Researchers collected seven, roughly 30-metre-long cylinders of ice called ice cores from the West Greenland Ice Sheet’s “percolation zone.” This area experiences summer melting but is high enough in elevation that the meltwater refreezes in layers rather than entering the sea as runoff.
The area is “where we find the best record of Greenland melt going back through time in the form of the refrozen ice layers,” according to Karina Graeter, a graduate student in Dartmouth’s Department of Earth Sciences and the lead author of the study.
Using the ice cores, scientists measured the frequency and thickness of the ice layers to determine how much melt occurred over time. They also used chemical measurements to identify the age of the cores.
The researchers found that the ice layers began to thicken and become more frequent in the 1990s, indicating an increase in ice melt. Furthermore, their analysis showed that melt in recent years is higher than at any other time in the last 450 years, and possibly much longer.
“We see that west Greenland melt really started accelerating about twenty years ago,” said Erich Osterberg, the project’s lead scientist and an assistant professor of earth sciences at Dartmouth. “The ice core record ends about 450 years ago, so the modern melt rates in these cores are the highest of the whole record that we can see.”
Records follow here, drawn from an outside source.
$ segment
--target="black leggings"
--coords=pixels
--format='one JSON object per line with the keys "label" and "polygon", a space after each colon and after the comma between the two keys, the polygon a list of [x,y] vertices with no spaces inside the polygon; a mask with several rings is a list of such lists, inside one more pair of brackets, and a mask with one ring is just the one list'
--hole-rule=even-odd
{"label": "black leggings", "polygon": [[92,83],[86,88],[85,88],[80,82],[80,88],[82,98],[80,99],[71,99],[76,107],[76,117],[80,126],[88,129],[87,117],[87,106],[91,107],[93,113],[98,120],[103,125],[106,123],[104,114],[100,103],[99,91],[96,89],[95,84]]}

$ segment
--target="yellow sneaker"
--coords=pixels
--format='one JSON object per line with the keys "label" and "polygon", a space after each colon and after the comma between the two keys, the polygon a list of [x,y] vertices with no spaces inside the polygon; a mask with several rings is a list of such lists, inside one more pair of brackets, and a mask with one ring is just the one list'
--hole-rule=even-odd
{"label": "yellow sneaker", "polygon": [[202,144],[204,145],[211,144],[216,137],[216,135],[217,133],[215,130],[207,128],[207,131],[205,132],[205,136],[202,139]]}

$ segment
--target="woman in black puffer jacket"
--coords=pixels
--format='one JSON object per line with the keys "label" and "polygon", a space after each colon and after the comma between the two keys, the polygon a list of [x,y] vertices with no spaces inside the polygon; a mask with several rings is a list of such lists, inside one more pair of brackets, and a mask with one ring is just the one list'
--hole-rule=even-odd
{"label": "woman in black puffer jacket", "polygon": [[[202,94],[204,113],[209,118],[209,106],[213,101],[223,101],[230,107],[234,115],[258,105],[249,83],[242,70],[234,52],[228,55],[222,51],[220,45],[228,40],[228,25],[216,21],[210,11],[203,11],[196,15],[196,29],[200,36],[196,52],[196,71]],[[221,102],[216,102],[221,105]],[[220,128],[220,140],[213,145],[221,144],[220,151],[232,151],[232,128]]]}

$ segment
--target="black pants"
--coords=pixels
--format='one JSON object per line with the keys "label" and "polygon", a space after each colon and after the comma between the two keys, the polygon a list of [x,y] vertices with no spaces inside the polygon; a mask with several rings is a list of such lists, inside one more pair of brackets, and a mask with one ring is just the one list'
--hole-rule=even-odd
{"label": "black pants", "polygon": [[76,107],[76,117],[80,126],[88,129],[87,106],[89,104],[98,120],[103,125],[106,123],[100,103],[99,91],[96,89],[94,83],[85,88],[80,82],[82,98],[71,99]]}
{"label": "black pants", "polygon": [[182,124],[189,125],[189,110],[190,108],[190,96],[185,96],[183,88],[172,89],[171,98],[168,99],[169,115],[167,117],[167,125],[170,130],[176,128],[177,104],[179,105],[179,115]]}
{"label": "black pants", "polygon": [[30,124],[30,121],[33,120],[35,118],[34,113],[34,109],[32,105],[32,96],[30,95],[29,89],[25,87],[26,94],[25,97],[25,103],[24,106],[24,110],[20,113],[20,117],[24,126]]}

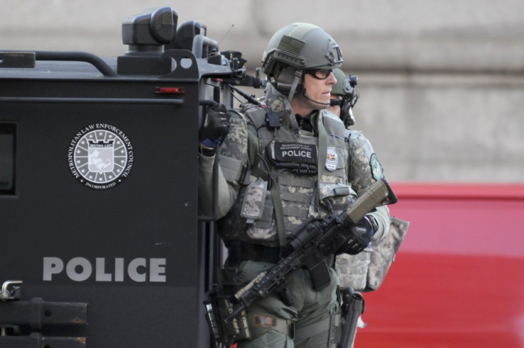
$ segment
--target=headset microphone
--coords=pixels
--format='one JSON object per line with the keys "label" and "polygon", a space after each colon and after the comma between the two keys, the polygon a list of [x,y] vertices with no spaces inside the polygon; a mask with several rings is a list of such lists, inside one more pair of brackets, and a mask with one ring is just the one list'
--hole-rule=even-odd
{"label": "headset microphone", "polygon": [[340,99],[331,99],[330,100],[330,106],[337,106],[340,105],[342,104],[342,100]]}
{"label": "headset microphone", "polygon": [[310,97],[308,97],[308,95],[306,95],[305,94],[305,88],[302,88],[302,95],[303,95],[304,97],[307,99],[308,100],[311,100],[312,102],[316,102],[317,104],[322,104],[323,105],[328,105],[328,106],[331,105],[331,102],[322,102],[315,100],[314,99],[311,99]]}

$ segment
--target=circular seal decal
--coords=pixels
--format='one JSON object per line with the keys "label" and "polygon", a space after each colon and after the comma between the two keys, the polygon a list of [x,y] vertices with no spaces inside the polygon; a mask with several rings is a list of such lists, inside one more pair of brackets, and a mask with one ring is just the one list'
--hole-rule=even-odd
{"label": "circular seal decal", "polygon": [[337,156],[337,151],[335,147],[328,146],[325,159],[325,169],[332,172],[337,169],[337,164],[338,157]]}
{"label": "circular seal decal", "polygon": [[133,165],[133,147],[120,129],[95,123],[77,132],[69,144],[69,169],[85,186],[115,187],[127,177]]}

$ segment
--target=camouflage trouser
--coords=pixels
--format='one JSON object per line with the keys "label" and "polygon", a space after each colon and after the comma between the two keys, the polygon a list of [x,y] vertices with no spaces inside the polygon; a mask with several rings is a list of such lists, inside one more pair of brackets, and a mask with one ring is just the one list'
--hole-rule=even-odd
{"label": "camouflage trouser", "polygon": [[[271,263],[244,261],[237,268],[235,280],[241,284],[247,283],[273,265]],[[286,305],[278,294],[271,294],[266,297],[254,302],[248,308],[249,327],[253,339],[251,341],[238,342],[239,348],[326,348],[328,347],[329,325],[325,331],[318,332],[313,336],[300,340],[293,341],[291,338],[293,332],[285,333],[285,330],[277,330],[269,327],[256,325],[256,322],[263,322],[264,320],[257,322],[256,317],[276,320],[280,324],[285,323],[298,332],[300,328],[310,325],[325,322],[326,320],[340,307],[337,290],[338,276],[337,272],[330,268],[331,284],[320,291],[313,290],[311,278],[307,270],[298,269],[294,271],[288,283],[288,289],[290,291],[294,303]],[[274,324],[274,323],[273,323]],[[281,327],[281,325],[277,325]],[[304,331],[302,330],[303,337]]]}

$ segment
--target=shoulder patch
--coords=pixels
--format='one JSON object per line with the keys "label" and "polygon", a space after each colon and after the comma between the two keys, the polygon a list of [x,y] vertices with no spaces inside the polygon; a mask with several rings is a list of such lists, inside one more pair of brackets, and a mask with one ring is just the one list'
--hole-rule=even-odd
{"label": "shoulder patch", "polygon": [[379,159],[377,158],[377,154],[372,154],[370,157],[370,166],[371,167],[371,173],[375,180],[380,180],[384,178],[382,165],[380,164]]}

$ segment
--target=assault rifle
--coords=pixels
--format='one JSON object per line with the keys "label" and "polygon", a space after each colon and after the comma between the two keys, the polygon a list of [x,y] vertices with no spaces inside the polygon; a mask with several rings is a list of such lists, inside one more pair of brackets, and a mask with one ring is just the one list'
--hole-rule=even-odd
{"label": "assault rifle", "polygon": [[305,265],[311,274],[313,288],[320,290],[330,282],[326,257],[341,248],[355,245],[357,238],[351,226],[360,221],[376,206],[393,204],[397,196],[384,179],[373,184],[358,198],[347,211],[337,216],[323,220],[310,218],[292,233],[289,245],[293,251],[281,259],[267,273],[262,272],[235,295],[235,305],[229,316],[224,320],[230,322],[235,316],[249,307],[255,300],[268,295],[283,291],[285,299],[293,302],[290,294],[286,296],[285,283],[295,269]]}

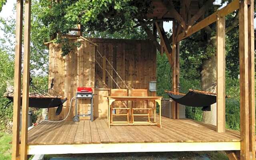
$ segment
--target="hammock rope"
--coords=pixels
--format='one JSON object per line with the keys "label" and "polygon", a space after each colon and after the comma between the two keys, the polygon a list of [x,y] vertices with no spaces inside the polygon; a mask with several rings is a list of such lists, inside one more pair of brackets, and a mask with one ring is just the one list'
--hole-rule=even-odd
{"label": "hammock rope", "polygon": [[[53,90],[54,80],[54,78],[52,79],[50,88],[45,90],[36,86],[33,83],[32,78],[31,77],[30,77],[28,103],[30,107],[49,108],[58,107],[55,114],[58,115],[60,114],[62,110],[63,104],[67,100],[67,98]],[[5,96],[9,99],[10,102],[13,102],[13,92],[6,93]],[[22,99],[22,94],[21,98]],[[10,103],[9,102],[6,105],[6,106]]]}

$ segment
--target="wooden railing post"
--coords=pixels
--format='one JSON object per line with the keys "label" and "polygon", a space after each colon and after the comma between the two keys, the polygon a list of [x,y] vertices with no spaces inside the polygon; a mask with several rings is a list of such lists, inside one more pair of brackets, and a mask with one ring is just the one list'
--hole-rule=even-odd
{"label": "wooden railing post", "polygon": [[225,128],[225,16],[217,20],[217,132]]}
{"label": "wooden railing post", "polygon": [[[175,40],[176,35],[176,23],[175,21],[172,21],[172,91],[176,92],[176,86],[177,84],[176,80],[176,56],[177,56],[177,43]],[[176,119],[176,109],[177,103],[174,101],[172,101],[172,114],[173,119]]]}
{"label": "wooden railing post", "polygon": [[248,6],[249,131],[250,160],[255,160],[255,93],[254,74],[254,0]]}
{"label": "wooden railing post", "polygon": [[106,84],[106,56],[102,59],[102,84]]}
{"label": "wooden railing post", "polygon": [[[240,132],[241,139],[240,158],[241,160],[247,160],[250,158],[247,2],[247,0],[240,0],[239,3],[239,10]],[[255,142],[254,142],[255,143]]]}
{"label": "wooden railing post", "polygon": [[25,2],[24,26],[24,60],[22,82],[22,125],[20,159],[28,159],[28,119],[29,93],[29,64],[30,61],[30,38],[31,0]]}
{"label": "wooden railing post", "polygon": [[12,126],[12,159],[16,160],[19,155],[20,112],[21,84],[21,58],[22,37],[23,0],[17,0],[16,6],[15,58],[14,59],[14,97]]}

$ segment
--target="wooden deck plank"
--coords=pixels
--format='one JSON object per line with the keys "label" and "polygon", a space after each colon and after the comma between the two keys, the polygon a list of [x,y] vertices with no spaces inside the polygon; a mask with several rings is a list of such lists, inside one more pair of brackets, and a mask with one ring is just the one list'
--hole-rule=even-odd
{"label": "wooden deck plank", "polygon": [[83,137],[84,136],[84,121],[82,120],[79,122],[76,134],[75,136],[75,139],[74,140],[74,143],[75,144],[82,144],[83,143]]}
{"label": "wooden deck plank", "polygon": [[92,136],[91,136],[91,128],[90,121],[84,121],[84,134],[83,136],[83,144],[87,144],[92,143]]}
{"label": "wooden deck plank", "polygon": [[65,144],[65,140],[66,140],[66,137],[68,136],[68,132],[72,126],[72,124],[73,124],[72,121],[68,121],[67,124],[66,124],[66,126],[64,128],[63,132],[62,134],[58,138],[56,141],[55,141],[55,144]]}
{"label": "wooden deck plank", "polygon": [[[53,126],[50,128],[51,132],[48,132],[44,136],[43,138],[40,141],[40,143],[43,144],[55,144],[55,141],[61,133],[58,132],[61,128],[64,126],[63,124],[65,122],[53,123]],[[63,129],[62,129],[63,130]]]}
{"label": "wooden deck plank", "polygon": [[68,134],[68,136],[67,136],[65,140],[65,144],[74,144],[74,141],[75,140],[78,124],[78,122],[74,122],[72,124]]}
{"label": "wooden deck plank", "polygon": [[92,137],[92,143],[98,144],[100,143],[100,139],[99,133],[97,130],[97,127],[95,124],[95,121],[90,122],[90,126],[91,128],[91,136]]}
{"label": "wooden deck plank", "polygon": [[41,128],[39,132],[34,135],[34,137],[32,140],[28,140],[30,143],[35,144],[40,144],[43,141],[44,138],[45,137],[46,134],[50,132],[49,130],[51,130],[52,127],[54,126],[54,124],[50,122],[46,122],[46,125]]}
{"label": "wooden deck plank", "polygon": [[[142,120],[144,118],[138,118]],[[192,120],[163,117],[162,122],[162,128],[154,126],[118,126],[108,128],[107,120],[99,118],[92,122],[43,122],[29,132],[28,144],[240,141],[238,132],[227,129],[225,133],[218,133],[216,126]]]}
{"label": "wooden deck plank", "polygon": [[97,127],[97,130],[99,134],[100,142],[101,143],[109,143],[109,139],[105,130],[102,128],[100,122],[99,120],[96,120],[95,122],[96,127]]}
{"label": "wooden deck plank", "polygon": [[[105,120],[106,120],[106,121]],[[106,132],[110,142],[112,143],[120,143],[121,142],[119,141],[115,136],[114,133],[113,132],[113,130],[111,129],[112,128],[108,128],[108,122],[107,122],[106,119],[104,120],[99,120],[100,122],[102,127],[102,128],[103,128],[105,132]]]}
{"label": "wooden deck plank", "polygon": [[42,122],[28,131],[29,138],[28,138],[28,144],[33,144],[36,141],[37,137],[40,135],[40,133],[44,131],[44,128],[46,129],[46,125],[50,122]]}
{"label": "wooden deck plank", "polygon": [[64,122],[62,124],[61,124],[61,126],[58,128],[57,128],[57,131],[54,132],[54,134],[52,134],[52,138],[49,140],[48,141],[48,143],[50,144],[55,144],[56,141],[58,138],[59,136],[60,136],[64,132],[64,129],[65,129],[65,127],[66,126],[66,124],[68,123],[67,121]]}

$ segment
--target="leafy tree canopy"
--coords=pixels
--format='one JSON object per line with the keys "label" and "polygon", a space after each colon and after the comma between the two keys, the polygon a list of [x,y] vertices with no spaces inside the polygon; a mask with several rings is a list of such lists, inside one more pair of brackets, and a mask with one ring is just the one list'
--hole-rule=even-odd
{"label": "leafy tree canopy", "polygon": [[6,3],[7,0],[0,0],[0,12],[2,11],[3,6]]}
{"label": "leafy tree canopy", "polygon": [[40,19],[52,35],[66,33],[77,24],[84,31],[114,33],[130,30],[152,9],[151,0],[41,0]]}

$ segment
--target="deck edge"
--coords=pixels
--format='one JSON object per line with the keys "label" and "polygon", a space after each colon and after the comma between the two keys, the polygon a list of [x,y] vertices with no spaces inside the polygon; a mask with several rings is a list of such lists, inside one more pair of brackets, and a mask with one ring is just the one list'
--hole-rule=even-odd
{"label": "deck edge", "polygon": [[29,145],[28,154],[240,150],[240,142]]}

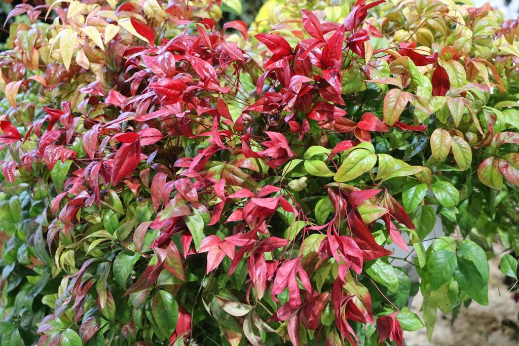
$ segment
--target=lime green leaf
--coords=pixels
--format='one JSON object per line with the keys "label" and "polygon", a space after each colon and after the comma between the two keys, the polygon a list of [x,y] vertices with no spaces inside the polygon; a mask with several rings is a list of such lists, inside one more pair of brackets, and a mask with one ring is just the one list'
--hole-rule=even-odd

The study also found evidence that large melt events observed in the ice cores were related to ocean temperatures in the North Atlantic and “summer blocking highs,” high-pressure systems that cause warm air to remain above Greenland’s ice sheet in the summer.
However, these phenomena alone were not enough to explain the increased melt seen in the last 20 years. The researchers concluded that additional summertime warming of more than two degrees Fahrenheit was needed to account for the extreme melting observed beginning in the 1990s.
“Our study shows that the rapid rise in west Greenland melt is a combination of specific weather patterns and an additional long-term warming trend over the last century,” said Osterberg.
The additional warming caused melt rates to nearly double in the period ranging from 1995 to 2015, compared to previous periods with the same atmospheric conditions and ocean temperatures.
The researchers said the additional warming was likely caused by climate change related to human greenhouse gas emissions. They warned that unless these emissions are significantly reduced, melting in Greenland will continue to increase.
“Cooler North Atlantic ocean temperatures and less summer blocking activity might slow down Greenland melt for a few years or even a couple decades, but it would not help us in the long run,” said Osterberg. “Beyond a few decades, Greenland melting will almost certainly increase and raise sea level as long as we continue to emit greenhouse gases.”